Doch Frederick Lau ist vor allem für deutsche Film- und Fernsehproduktionen ein seltener Glücksfall. Ein Bauchschauspieler, nahbar und einnehmend. Davon kann man sich am Dienstag in dem ansonsten leider ziemlich durchschnittlichen Sat 1-Eventfilm Mordkommission Berlin 1 überzeugen. In der opulent ausgestatteten und von Marvin Kren stimmungsvoll-düster inszenierten Produktion, deren Plot allerdings unheilbar am Erklärbär-Syndrom erkrankt ist (offenbar ist das Vertrauen in die Kombinationsgabe von Sat 1-Zuschauern arg begrenzt), spielt Lau den jungen Polizisten Conrad Ruppert im Berlin der Zwanzigerjahre, der gemeinsam mit seinem unleidlichen, morphiumsüchtigen Chef Paul Lang (Friedrich Mücke) einen besonders grausamen Mordfall aufzuklären hat: Ein Staatsanwalt wurde den Krokodilen im Zoo zum Fraß vorgeworfen. Die Spur führt zum Ganovenring gleichen Namens und zu dessen inhaftiertem Chef, Immanuel Tauss (Tobias Moretti).

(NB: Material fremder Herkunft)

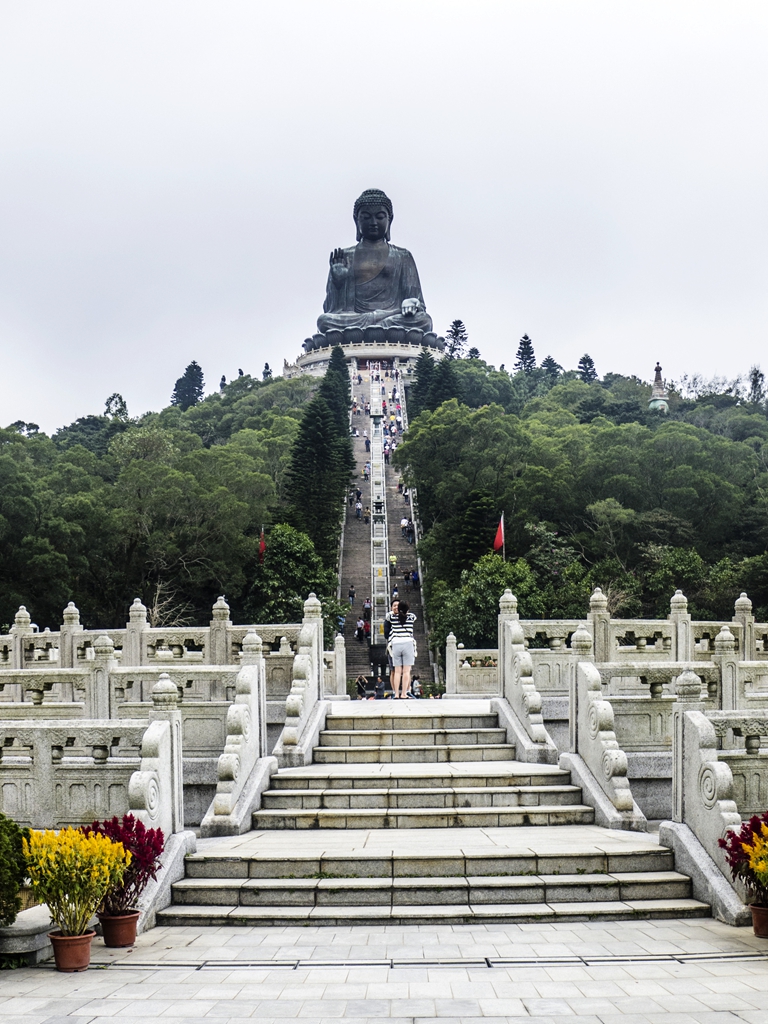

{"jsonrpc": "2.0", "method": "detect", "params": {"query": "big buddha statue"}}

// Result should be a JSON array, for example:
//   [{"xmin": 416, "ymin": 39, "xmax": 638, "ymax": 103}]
[{"xmin": 317, "ymin": 188, "xmax": 433, "ymax": 336}]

Inmitten dieses Sündenpfuhls um das Varieté-Theater "Irrgarten" - ständig laufen halb nackte Revuetänzerinnen durchs Bild - versucht Ruppert, seinem moralischen Kompass treu zu bleiben und ist in diesem Schwanken zwischen Loyalität und Pflichterfüllung eine idealtypische Rolle für Frederick Lau. "Ich bin stolz auf Sie, Ruppert, Sie sind ein guter Ermittler, weil Sie sich in die Menschen einfühlen können", lobt ihn sein Chef einmal. Im Kontrast zum großbürgerlichen Lang ist Ruppert der Mann aus dem Volke, in Pullunder, Knickerbockern und Schiebermütze, die ehrliche Haut vom Dienst.

Frederick Lau verfügt über das im verkopften Deutschland rare Talent, Prolls mit goldenem Herzen zu verkörpern. Zuletzt sehen konnte man das in Sebastian Schippers Kinoerfolg Victoria, dem zu Recht viel gelobten Echtzeit-Thriller über eine Partynacht in Berlin, die mit einem Bankraub endet. Wenn man Lau wegen dieser Gabe und nicht zuletzt wegen seines Hundeblicks einen "Straßenköter" nennt, bedankt er sich dafür. "Für mich ist das ein Kompliment", sagt er. "Mich hat die Realität, das Dreckige, Düstere immer mehr interessiert als das Glamouröse."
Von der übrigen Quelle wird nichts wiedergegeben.